Pour sa part, la CFE-CGC déplore l’absence totale d’information à destination des partenaires sociaux, alors que les décisions qui seront prises, impactent directement les salariés. En tant que première organisation syndicale du groupe Alstom en France, la CFE-CGC demande à être reçue très rapidement par le ministère du redressement productif.

 

A ce jour, deux hypothèses sont sur la table du conseil d’administration d’Alstom : l’une avec GE et la seconde avec Siemens.

-Alstom et GE sont deux entreprises relativement complémentaires dans le domaine de l’énergie : un accord Alstom – General Electric permettra-t-il de conserver à terme les emplois en France ? Le centre de décision restera-t-il français ? Enfin, qu’adviendra-t-il du nucléaire et de l’indépendance énergétique de notre pays ?
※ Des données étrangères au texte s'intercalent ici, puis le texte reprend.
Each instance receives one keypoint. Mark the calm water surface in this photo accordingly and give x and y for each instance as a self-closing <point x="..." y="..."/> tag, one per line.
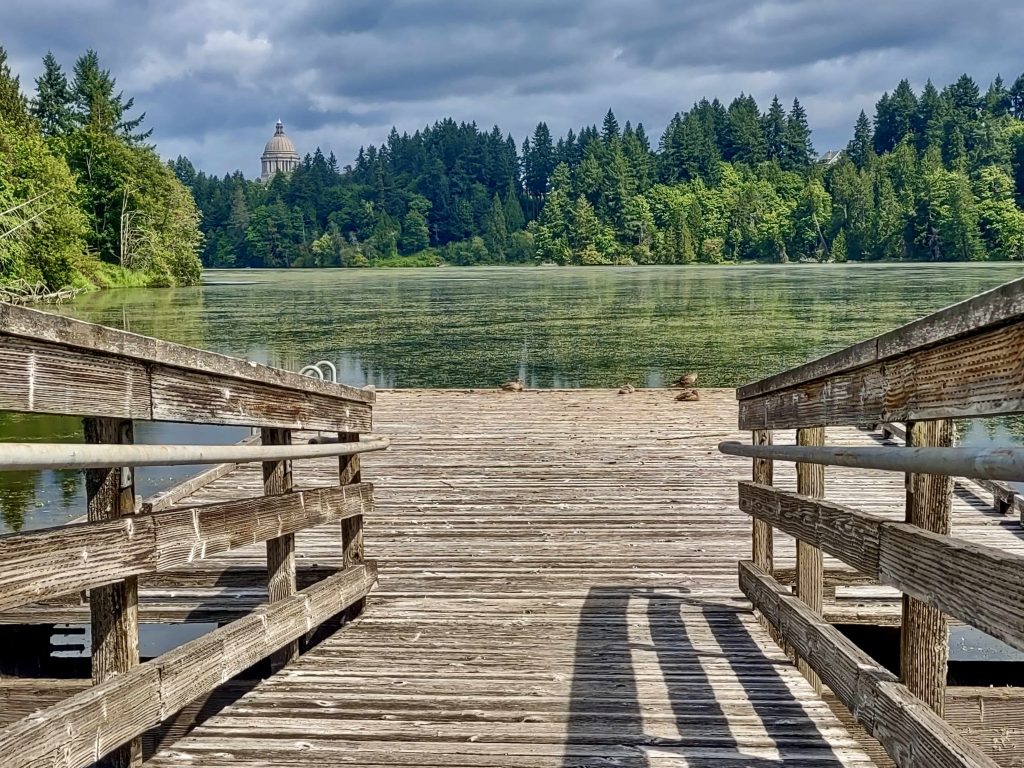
<point x="478" y="327"/>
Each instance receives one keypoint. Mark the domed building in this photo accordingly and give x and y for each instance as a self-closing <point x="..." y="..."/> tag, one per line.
<point x="280" y="155"/>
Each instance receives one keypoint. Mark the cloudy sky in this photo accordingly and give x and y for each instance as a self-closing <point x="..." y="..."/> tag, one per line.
<point x="214" y="75"/>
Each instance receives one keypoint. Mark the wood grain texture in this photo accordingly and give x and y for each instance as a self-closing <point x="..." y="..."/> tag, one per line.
<point x="925" y="630"/>
<point x="51" y="562"/>
<point x="280" y="550"/>
<point x="911" y="733"/>
<point x="86" y="726"/>
<point x="763" y="545"/>
<point x="980" y="585"/>
<point x="810" y="565"/>
<point x="971" y="377"/>
<point x="184" y="395"/>
<point x="55" y="329"/>
<point x="999" y="306"/>
<point x="45" y="378"/>
<point x="114" y="607"/>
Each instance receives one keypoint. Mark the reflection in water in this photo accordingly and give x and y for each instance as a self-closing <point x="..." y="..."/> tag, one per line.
<point x="566" y="327"/>
<point x="478" y="327"/>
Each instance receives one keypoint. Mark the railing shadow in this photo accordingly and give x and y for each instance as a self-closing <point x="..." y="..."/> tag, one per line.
<point x="619" y="684"/>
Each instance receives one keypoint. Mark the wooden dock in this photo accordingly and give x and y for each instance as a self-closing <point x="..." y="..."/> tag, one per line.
<point x="557" y="588"/>
<point x="536" y="579"/>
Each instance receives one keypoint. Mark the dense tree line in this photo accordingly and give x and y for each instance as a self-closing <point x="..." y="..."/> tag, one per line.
<point x="84" y="201"/>
<point x="933" y="176"/>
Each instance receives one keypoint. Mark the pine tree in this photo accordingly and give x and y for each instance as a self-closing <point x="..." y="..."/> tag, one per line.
<point x="51" y="107"/>
<point x="1017" y="97"/>
<point x="744" y="135"/>
<point x="542" y="162"/>
<point x="13" y="107"/>
<point x="775" y="127"/>
<point x="859" y="150"/>
<point x="798" y="151"/>
<point x="495" y="228"/>
<point x="96" y="104"/>
<point x="609" y="129"/>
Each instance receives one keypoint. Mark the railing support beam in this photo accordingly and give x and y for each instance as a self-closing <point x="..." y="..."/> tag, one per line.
<point x="350" y="470"/>
<point x="281" y="582"/>
<point x="810" y="567"/>
<point x="114" y="607"/>
<point x="925" y="630"/>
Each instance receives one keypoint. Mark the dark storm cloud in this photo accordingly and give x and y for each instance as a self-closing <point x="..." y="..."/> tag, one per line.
<point x="214" y="75"/>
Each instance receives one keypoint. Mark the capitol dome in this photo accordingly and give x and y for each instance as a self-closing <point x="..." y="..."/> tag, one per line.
<point x="280" y="154"/>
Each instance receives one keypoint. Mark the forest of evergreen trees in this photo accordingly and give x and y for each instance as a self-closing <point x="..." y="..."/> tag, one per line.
<point x="932" y="176"/>
<point x="84" y="201"/>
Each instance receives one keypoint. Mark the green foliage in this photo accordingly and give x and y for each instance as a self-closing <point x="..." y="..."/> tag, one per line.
<point x="935" y="175"/>
<point x="78" y="190"/>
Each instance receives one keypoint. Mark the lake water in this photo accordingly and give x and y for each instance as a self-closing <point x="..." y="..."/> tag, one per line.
<point x="478" y="327"/>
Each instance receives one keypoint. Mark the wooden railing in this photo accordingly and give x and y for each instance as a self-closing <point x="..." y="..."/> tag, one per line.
<point x="965" y="361"/>
<point x="53" y="365"/>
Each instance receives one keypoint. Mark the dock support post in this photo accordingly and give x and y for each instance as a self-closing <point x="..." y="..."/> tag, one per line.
<point x="114" y="607"/>
<point x="925" y="631"/>
<point x="810" y="569"/>
<point x="763" y="534"/>
<point x="349" y="470"/>
<point x="281" y="582"/>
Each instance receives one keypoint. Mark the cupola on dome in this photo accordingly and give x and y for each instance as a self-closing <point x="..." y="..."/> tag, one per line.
<point x="280" y="154"/>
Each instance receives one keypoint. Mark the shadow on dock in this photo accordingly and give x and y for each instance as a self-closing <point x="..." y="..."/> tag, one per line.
<point x="669" y="646"/>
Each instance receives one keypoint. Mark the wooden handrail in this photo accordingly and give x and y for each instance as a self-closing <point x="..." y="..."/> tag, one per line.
<point x="994" y="464"/>
<point x="50" y="562"/>
<point x="33" y="325"/>
<point x="981" y="586"/>
<point x="37" y="456"/>
<point x="86" y="726"/>
<point x="996" y="307"/>
<point x="906" y="728"/>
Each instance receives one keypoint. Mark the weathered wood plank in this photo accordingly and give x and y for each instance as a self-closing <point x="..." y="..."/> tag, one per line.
<point x="763" y="545"/>
<point x="996" y="307"/>
<point x="38" y="326"/>
<point x="971" y="377"/>
<point x="113" y="607"/>
<point x="50" y="562"/>
<point x="280" y="550"/>
<point x="188" y="396"/>
<point x="912" y="734"/>
<point x="810" y="565"/>
<point x="189" y="485"/>
<point x="83" y="728"/>
<point x="45" y="378"/>
<point x="925" y="631"/>
<point x="979" y="585"/>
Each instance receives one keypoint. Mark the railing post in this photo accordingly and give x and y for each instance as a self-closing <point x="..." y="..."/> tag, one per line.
<point x="925" y="631"/>
<point x="810" y="570"/>
<point x="281" y="581"/>
<point x="763" y="542"/>
<point x="349" y="471"/>
<point x="114" y="607"/>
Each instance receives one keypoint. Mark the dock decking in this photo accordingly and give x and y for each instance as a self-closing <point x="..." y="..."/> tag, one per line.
<point x="557" y="588"/>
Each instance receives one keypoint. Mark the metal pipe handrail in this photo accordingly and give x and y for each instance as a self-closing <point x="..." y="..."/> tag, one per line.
<point x="28" y="456"/>
<point x="992" y="464"/>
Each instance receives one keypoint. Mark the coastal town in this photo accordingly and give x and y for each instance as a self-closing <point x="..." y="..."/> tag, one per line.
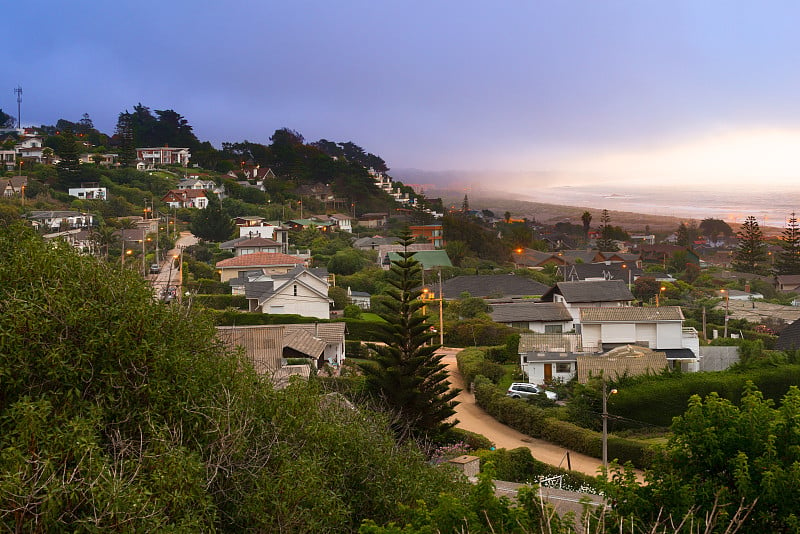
<point x="316" y="266"/>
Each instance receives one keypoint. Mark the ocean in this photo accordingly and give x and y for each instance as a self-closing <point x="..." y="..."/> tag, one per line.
<point x="770" y="205"/>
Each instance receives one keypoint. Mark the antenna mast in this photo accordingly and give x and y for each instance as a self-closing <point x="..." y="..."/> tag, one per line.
<point x="18" y="92"/>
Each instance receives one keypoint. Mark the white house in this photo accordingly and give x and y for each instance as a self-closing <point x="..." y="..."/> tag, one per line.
<point x="660" y="328"/>
<point x="88" y="193"/>
<point x="163" y="155"/>
<point x="542" y="317"/>
<point x="299" y="291"/>
<point x="268" y="263"/>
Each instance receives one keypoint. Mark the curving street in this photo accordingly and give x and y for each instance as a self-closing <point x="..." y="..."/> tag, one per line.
<point x="473" y="418"/>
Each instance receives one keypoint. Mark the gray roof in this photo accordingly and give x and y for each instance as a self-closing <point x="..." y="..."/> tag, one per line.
<point x="591" y="291"/>
<point x="789" y="338"/>
<point x="614" y="271"/>
<point x="631" y="314"/>
<point x="493" y="285"/>
<point x="530" y="312"/>
<point x="303" y="342"/>
<point x="630" y="360"/>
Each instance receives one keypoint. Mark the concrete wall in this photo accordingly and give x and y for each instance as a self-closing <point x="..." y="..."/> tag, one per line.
<point x="718" y="358"/>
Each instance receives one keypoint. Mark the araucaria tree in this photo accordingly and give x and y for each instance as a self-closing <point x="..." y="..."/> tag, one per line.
<point x="606" y="242"/>
<point x="751" y="255"/>
<point x="406" y="374"/>
<point x="788" y="261"/>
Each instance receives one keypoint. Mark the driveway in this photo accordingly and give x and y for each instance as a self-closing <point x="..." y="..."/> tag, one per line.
<point x="471" y="417"/>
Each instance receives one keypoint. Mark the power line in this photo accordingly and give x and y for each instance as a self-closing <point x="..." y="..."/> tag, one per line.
<point x="18" y="92"/>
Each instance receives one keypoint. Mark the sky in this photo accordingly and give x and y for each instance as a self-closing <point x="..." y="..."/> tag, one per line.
<point x="514" y="92"/>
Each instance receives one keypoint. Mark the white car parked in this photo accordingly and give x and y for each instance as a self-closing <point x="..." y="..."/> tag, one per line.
<point x="521" y="390"/>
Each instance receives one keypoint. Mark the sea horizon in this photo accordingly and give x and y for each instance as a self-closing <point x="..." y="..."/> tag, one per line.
<point x="771" y="206"/>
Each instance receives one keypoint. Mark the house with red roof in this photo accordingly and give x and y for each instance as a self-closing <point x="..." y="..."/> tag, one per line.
<point x="186" y="198"/>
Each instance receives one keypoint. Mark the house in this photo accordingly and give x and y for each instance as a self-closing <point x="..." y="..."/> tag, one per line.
<point x="373" y="220"/>
<point x="8" y="159"/>
<point x="431" y="233"/>
<point x="393" y="246"/>
<point x="788" y="283"/>
<point x="14" y="186"/>
<point x="359" y="298"/>
<point x="331" y="334"/>
<point x="163" y="155"/>
<point x="250" y="245"/>
<point x="542" y="317"/>
<point x="299" y="291"/>
<point x="266" y="231"/>
<point x="660" y="328"/>
<point x="89" y="192"/>
<point x="663" y="253"/>
<point x="80" y="239"/>
<point x="372" y="243"/>
<point x="430" y="259"/>
<point x="268" y="263"/>
<point x="60" y="220"/>
<point x="600" y="293"/>
<point x="548" y="357"/>
<point x="789" y="338"/>
<point x="186" y="198"/>
<point x="268" y="346"/>
<point x="509" y="286"/>
<point x="628" y="273"/>
<point x="343" y="222"/>
<point x="627" y="360"/>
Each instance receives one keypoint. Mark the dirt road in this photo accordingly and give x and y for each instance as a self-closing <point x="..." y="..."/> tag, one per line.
<point x="471" y="417"/>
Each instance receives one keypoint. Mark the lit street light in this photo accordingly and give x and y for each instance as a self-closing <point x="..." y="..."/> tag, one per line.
<point x="606" y="394"/>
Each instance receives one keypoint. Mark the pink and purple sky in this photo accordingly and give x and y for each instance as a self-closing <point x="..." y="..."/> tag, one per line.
<point x="587" y="92"/>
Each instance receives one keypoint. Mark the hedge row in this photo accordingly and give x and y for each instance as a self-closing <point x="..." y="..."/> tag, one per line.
<point x="221" y="302"/>
<point x="536" y="422"/>
<point x="671" y="395"/>
<point x="472" y="362"/>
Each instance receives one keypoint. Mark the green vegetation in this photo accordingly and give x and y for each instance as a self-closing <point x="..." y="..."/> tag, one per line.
<point x="405" y="374"/>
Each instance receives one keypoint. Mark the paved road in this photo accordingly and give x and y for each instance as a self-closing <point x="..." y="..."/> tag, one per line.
<point x="170" y="273"/>
<point x="471" y="417"/>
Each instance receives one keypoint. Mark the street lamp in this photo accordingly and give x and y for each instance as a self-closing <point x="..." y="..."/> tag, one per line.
<point x="660" y="290"/>
<point x="606" y="394"/>
<point x="727" y="300"/>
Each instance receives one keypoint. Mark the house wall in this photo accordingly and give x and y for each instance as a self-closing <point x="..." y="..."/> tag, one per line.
<point x="657" y="335"/>
<point x="535" y="371"/>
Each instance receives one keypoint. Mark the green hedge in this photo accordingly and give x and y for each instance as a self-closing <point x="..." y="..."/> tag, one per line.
<point x="230" y="317"/>
<point x="221" y="302"/>
<point x="672" y="394"/>
<point x="537" y="423"/>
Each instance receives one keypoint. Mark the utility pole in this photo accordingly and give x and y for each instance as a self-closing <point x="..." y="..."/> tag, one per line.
<point x="18" y="92"/>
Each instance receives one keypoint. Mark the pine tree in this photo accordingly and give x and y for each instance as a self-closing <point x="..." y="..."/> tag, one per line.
<point x="212" y="223"/>
<point x="406" y="374"/>
<point x="606" y="243"/>
<point x="127" y="146"/>
<point x="788" y="261"/>
<point x="751" y="254"/>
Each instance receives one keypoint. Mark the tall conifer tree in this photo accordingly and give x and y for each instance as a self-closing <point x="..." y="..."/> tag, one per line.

-Alstom et Siemens sont deux entreprises concurrentes. Un accord Alstom – Siemens entrainera les mêmes questions qu’avec GE, avec, de surcroit, des plans sociaux de grande ampleur afin de supprimer les doublons qui ne manqueront pas d’être identifiés. Par ailleurs, la CFE-CGC estime que l’offre de Siemens est un marché de dupe : la cession de ses activités « très grande vitesse et locomotives » n’est pas sérieuse. Aujourd’hui, la très grande vitesse est un marché en pleine stagnation sans parler de celui des  « locos », complètement atone.

Et pourquoi pas une solution franco-française ? L’Etat ne peut-il pas intervenir directement en reprenant temporairement la participation de Bouygues (29%) ?

 

La CFE-CGC ne peut accepter le démantèlement d’un des fers de lance industriel national que l’Etat français, l’un des plus importants clients d’Alstom, avait su préserver il y a 10 ans.

La CFE-CGC demande au gouvernement ainsi qu’aux industriels engagés dans ces discussions de ne pas se précipiter dans leur choix, de prendre le temps nécessaire à la réflexion, et de veiller avant tout aux conséquences sociales inhérentes à leurs décisions.